Hugmun Studio also collaborated with 3D artist Marek Degórski on 3D elements that helped bring the brand to life, including a personalised 3D mask just for Caylin. “And when we came across 3D artist Vi.zuza’s work, we knew we wanted to bring these surreal, extraordinary scenes of nature into the EnKō fold,” Elsom adds.

“For the packaging, we love to work with Marceli Printery. They have a special eye for detail, materials and rigorous print testing. It should not just be about looks but how it feels, and they are masters of this craft. They used a blind deboss and black letterpress on Carte à Parfum paper by Fedrigoni. Complimentary font Sometimes Times Italic by Boulevardlab provides a lighter but equally intricate contrast to Rabbit Hole. These are offset by serif font Plain by Optimo.”

“Liquid, free-flowing lines”

EnKō is a word originating in Japanese folklore, meaning water dragon. Hugmun Studio intended to make not the inspiration obvious, but it led them to the typography style. “The liquid, free-flowing lines”, as Harriet Elsom puts it. “The fact that this corresponded beautifully with the makeup style and products was a nice moment.”

“Caylin and the EnKō products inspired the brand. The high fashion avant-garde looks. This is why we see a lot of interesting shapes, and whilst colour does not play a big part in the packaging itself, the identity has colourful holographic elements, just like the eye shadow colours. The liquidity in the shape of the typography is representative of her makeup style and the products,” Elsom explains.

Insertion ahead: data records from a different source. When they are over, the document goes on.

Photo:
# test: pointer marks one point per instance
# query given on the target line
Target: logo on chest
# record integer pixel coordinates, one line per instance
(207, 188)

“We wanted to keep the packaging black and white because of the fantastical colours inside,” Elsom continues. “We didn’t want to overshadow what happens when it is opened. Instead, we gave each product an individual lettering system based on the first letter of each product name. Whilst black and white are the primary colours used for the packaging, we have a secondary colour palette built up of multidimensional holographic colours based on the 3D elements and animations that were created.”